看守がヴィレを取り押さえるが、それでも口は自由だったので叫び続ける。
「悪いことは、していまセン! 正体は、タヌキ仮面の、剣士、です!」
処刑されようとしていたのは、都の大英雄『狸仮面の剣士』である。
その事実が明らかとなった途端、広場の雰囲気が変わった。
一丸となっていた熱気が、困惑へと染まっていく。
なぜ、狸仮面の剣士が異国人なんだと、疑問の声が飛ばされる。
ヴィレはすかさず答えた。
「彼は、後宮で働く閹官で、セイ貴妃様の命令で、虐げられた民を、助けてイタンダ!!」
この処刑は、狸仮面の剣士を悪人に仕立てられた茶番だ。ヴィレはそう主張した。
誰かが、声を上げる。
狸仮面の剣士を邪魔に思ったから、処刑するのではないかと。
ざわざわと、人々の審議の声で騒がしくなった。
そうこうしている間に、顔を布で隠した誰かが処刑台へと昇ってきた。
看守を殴り、首切り役人には見事な蹴りをお見舞いする。
「え!?」
驚きの表情を浮かべるヴィレの手を縛る縄を、ナイフで断つ。
続いて止めに入った看守には、拳をお見舞いしていた。ヴィレは手渡されたナイフで、珊瑚の拘束を解いた。
瞬く間に看守は倒され、珊瑚は自由の身となる。
顔を布で隠した者が、叫んだ。
「英雄は助けられた。

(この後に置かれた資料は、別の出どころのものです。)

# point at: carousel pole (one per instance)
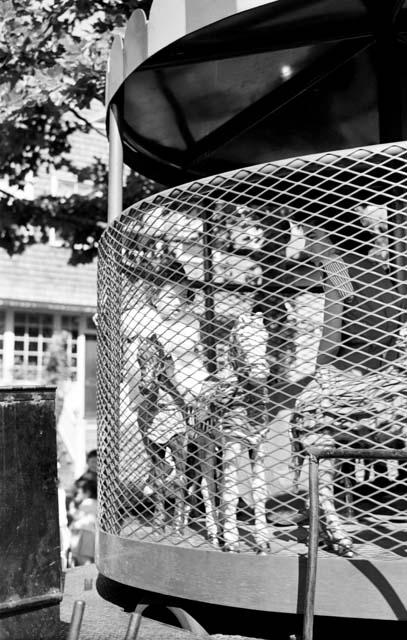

再び、力なき民を救うだろう!!」
そう言って、珊瑚の手を引いて処刑台から降りていく。
ヴィレもあとに続いた。
広場に集まった者達は、道を開けてくれる。
路地裏を走り、大通りを抜け、下町へとたどり着いた。
そして、営業しているのか怪しい襤褸宿の中へと入る。
ギシギシと音の鳴る廊下を歩く中、珊瑚は目の前を歩く者に声をかけた。
「助けてくださって、ありがとうございます」
ここで、パッと手を離される。
「あの、あなたは?」
その問いに答えるかのように、頭部の全てを覆っていた布が外された。
さらりと流れる美しい髪は、黒ではない。珊瑚と同じ、異国人の持つ色合いである。
「あ、あなたは!?」
「久しいな、コーラルよ」
珊瑚を助けてくれたのは、メリクル王子だった。